British Prime Minister David Cameron sought to bridge the gap with South African President Jacob Zuma over the Libya conflict on a visit Monday overshadowed by the phone-hacking scandal back home.
Cameron held talks in the South African capital Pretoria with President Jacob Zuma on the first leg of a trip which will also take him to the continent’s other major power, Nigeria.
Zuma has accused NATO of overstepping its UN mandate to impose a no-fly zone over Libya, although South Africa voted for the UN resolution that the alliance uses to justify its bombing campaign.
“It is no secret that we have disagreed on some aspects of how to respond to the violence in Libya,” Cameron said.
“But we are agreed in the immediate imperative — that all sides must take every effort to avoid the loss of civilian life. We agree on the process needed” for a political transition led by the people of Libya, he said.
“And we agree on the ultimate destination, that Kadhafi must step aside to allow the people of Libya to decide their own future.”
“The president believes that is the outcome of a political process. I believe for a political process to work, this has to be the starting point.”
Cameron has called for Kadhafi to step down. South Africa has refused to join in that call, saying the decision should be part of negotiations among the warring parties.
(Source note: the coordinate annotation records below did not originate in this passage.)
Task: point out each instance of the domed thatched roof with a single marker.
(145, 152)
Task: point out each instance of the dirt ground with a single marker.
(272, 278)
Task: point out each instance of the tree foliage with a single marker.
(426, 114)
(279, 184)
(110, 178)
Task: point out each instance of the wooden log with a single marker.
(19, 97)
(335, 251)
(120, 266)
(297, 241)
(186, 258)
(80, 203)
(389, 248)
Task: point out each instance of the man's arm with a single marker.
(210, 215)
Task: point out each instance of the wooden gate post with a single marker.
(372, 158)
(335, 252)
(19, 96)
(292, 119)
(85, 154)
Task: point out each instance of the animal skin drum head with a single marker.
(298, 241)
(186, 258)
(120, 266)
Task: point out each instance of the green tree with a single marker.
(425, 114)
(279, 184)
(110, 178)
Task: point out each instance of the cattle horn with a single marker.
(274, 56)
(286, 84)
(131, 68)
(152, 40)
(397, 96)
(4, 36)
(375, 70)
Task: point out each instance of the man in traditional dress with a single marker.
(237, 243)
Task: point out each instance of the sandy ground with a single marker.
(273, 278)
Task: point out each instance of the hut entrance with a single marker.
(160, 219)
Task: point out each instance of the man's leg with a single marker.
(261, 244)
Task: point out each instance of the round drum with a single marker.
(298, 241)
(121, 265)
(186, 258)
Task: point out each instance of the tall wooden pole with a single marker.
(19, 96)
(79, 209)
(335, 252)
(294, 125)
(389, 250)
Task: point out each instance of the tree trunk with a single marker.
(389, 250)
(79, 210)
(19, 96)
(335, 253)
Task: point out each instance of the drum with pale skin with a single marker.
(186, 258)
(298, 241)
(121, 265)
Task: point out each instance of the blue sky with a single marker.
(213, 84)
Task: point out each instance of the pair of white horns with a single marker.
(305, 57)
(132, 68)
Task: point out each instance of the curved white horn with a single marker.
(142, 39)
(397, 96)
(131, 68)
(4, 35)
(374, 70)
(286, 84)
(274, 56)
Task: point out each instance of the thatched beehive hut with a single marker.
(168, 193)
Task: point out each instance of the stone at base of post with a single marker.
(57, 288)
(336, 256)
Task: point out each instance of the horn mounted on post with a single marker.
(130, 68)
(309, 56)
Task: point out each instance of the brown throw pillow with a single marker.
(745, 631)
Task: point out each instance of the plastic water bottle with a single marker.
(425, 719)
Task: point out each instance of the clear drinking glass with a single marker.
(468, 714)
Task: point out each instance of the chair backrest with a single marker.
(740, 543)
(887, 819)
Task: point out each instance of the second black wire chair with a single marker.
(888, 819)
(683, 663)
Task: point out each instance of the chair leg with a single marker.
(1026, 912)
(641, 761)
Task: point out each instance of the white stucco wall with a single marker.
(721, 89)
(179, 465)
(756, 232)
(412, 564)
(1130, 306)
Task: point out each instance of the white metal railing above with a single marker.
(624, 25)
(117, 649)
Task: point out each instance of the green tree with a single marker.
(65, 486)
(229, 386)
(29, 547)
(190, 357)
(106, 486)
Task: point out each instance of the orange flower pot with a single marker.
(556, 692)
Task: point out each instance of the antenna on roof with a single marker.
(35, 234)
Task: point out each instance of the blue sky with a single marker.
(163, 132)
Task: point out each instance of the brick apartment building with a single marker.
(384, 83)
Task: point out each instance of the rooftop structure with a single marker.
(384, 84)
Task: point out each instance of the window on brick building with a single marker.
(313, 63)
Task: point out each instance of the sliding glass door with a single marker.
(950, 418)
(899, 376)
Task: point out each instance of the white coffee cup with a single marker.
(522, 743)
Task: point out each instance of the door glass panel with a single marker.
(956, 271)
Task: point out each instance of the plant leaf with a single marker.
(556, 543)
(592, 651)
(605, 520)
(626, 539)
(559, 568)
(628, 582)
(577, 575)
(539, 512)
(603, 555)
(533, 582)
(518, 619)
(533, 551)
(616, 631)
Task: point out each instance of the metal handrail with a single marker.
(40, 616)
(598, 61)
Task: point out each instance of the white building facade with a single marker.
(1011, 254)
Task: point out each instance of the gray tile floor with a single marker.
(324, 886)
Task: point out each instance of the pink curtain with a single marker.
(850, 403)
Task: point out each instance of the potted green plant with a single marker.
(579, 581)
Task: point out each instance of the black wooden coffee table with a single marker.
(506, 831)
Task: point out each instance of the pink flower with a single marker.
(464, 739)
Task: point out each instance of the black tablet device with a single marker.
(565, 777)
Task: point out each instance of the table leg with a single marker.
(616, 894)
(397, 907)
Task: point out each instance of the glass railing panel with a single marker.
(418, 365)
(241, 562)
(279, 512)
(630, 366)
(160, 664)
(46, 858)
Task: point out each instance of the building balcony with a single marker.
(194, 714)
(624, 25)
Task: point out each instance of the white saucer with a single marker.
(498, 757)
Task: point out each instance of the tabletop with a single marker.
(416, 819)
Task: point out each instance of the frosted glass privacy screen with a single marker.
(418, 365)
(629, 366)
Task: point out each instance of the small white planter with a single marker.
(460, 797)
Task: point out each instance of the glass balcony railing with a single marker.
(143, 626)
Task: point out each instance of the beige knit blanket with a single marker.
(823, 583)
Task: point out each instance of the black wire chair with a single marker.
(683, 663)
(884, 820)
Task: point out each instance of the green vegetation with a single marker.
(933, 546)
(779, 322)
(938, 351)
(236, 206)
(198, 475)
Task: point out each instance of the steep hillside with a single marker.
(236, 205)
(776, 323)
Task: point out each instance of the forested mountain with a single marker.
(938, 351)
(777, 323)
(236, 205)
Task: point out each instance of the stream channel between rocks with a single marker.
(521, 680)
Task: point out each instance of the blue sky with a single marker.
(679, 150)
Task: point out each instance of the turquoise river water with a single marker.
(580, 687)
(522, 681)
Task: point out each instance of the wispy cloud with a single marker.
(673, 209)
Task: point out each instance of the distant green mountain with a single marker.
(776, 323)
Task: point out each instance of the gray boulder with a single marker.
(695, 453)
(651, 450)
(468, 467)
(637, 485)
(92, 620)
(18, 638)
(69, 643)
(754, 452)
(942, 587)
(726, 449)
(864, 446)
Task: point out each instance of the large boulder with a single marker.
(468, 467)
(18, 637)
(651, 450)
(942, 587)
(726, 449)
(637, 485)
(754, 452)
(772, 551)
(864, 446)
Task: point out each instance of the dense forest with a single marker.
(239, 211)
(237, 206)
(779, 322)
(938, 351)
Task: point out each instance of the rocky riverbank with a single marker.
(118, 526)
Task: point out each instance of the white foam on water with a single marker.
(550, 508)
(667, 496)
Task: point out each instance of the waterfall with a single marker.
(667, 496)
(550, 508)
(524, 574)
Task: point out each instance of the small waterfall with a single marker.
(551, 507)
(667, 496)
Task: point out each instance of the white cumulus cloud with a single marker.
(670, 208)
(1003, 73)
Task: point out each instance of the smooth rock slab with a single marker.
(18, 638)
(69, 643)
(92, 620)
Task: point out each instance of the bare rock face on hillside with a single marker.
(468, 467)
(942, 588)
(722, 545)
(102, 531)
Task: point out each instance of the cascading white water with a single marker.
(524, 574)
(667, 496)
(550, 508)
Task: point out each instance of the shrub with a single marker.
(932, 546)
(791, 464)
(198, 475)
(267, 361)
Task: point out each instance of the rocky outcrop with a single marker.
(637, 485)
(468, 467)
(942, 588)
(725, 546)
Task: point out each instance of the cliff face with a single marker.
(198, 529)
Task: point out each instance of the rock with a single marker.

“We feel as African countries that the Libyan people must decide” about Kadhafi’s future,” Zuma said.
“What happens to Kadhafi must be decided by the Libyan people. You need to negotiate how, why and where he must go,” Zuma added.
“The African Union took a clear position that military intervention will not solve the problem and that it requires a political solution.”
The focus of Cameron’s trip was on boosting trade with a continent where China has overtaken traditional partners as the leading investor and trade partner.
Cameron is accompanied on his trip by a delegation of 25 business leaders, from the chief executive of Barclays bank, Bob Diamond, to the director of communications and public policy of the English Premier League, Bill Bush.
After his talks with Zuma, Cameron met with South African business leaders in Johannesburg and toured the continent’s richest stock exchange.
Cameron said he and Zuma reaffirmed commitment to double bilateral trade by 2015, and repeated his support for a pan-African free trade area currently under negotiation.
He argued that a free trade area could increase gross domestic product across the continent by an estimated $62 billion a year — $20 million more than the world gives sub-Saharan Africa in aid.
Later Cameron met with Nobel Peace Prize winner Desmond Tutu at Liliesleaf Farm, an apartheid-era hideout for Nelson Mandela and other freedom fighters.
“I didn’t know that you were so young,” Tutu said in greeting Cameron with a cup of tea, before discussing the farm that is now a museum.
But Cameron’s official agenda was obscured by the mushrooming scandal at home.
He was told about the resignation of Paul Stephenson, the Commissioner of the Metropolitan Police, just over an hour after taking off from London on what is his first visit to sub-Saharan Africa since coming to power last year.
Asked if he was making a mistake by being in Africa at such a crucial time, Cameron was forced to defend his visit and called for an extension of parliament which is currently due to break up for the summer on Tuesday.
The prime minister has already shortened the visit which originally was due to last five days and take in the new state of South Sudan as well as Rwanda.
“It is right for Britain to be engaged with South Africa and to be engaged with Africa as a whole. There is a huge opportunity for trade, for growth, for jobs,” Cameron said.